報連相とは?【できない原因】おひたし、重要性、本当の意味

報連相とは「報告」「連絡」「相談」の1文字目をとったビジネス用語です。

30年以上前に誕生し、企業に属する社員が場面や用途に合わせて相手に伝える方法として広まっています。

1.報連相とは?

報連相とは、コミュニケーションに重要な「報告」「連絡」「相談」の3つをまとめたビジネス用語

報連相はビジネスで基本的なコミュニケーションであり、とくにこの3つは迅速かつ的確に行わなければなりません。

そのため企業では報連相を重視されており、内定者セミナーや新入社員研修では題材に盛り込まれることも少なくありません。

報告の定義

報告とは、依頼された業務の進捗状況や結果などを、依頼者へ知らせること

上司から業務指示を受けたら、部下は進み具合や結果、問題点の有無などを適切なタイミングで上司に伝えなければなりません。

上司は部下たちからの報告をもとに、チームや部署全体における業務の進め方を決定するからです。

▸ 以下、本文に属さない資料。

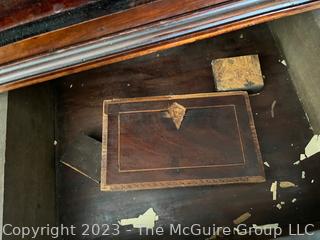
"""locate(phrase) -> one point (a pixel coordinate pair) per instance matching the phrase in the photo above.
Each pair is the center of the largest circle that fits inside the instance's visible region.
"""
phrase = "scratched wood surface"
(184, 70)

部下からの報告がないと上司が次のアクションへ移れず、全体の業務が停滞、あるいは中断するおそれがあります。

連絡の定義

連絡とは、業務に関する情報やスケジュールなどを関連する人たちへ共有すること

連絡する相手は、上司と部下といった上下の関係に限らず、他部署や取引先なども含まれます。

連絡の内容は、各種の通知や通達、トラブルなどが代表的です。そのほかに業務効率化や生産性向上のためのノウハウや知識の共有なども挙げられるでしょう。

相談の定義

相談とは、物事を判断する際に、上司や関係者の意見を求めたり話し合ったりすること

ビジネスにおいては、一社員が独断で業務に関わる決定を下すケースは多くありません。複数の意見やアドバイスを受けて総合的に判断することが求められるからです。

とくに経験したことがない事態や問題に直面した際は、上司や先輩社員、同僚といった経験年数や立場が違う人に相談すると解決しやすくなります。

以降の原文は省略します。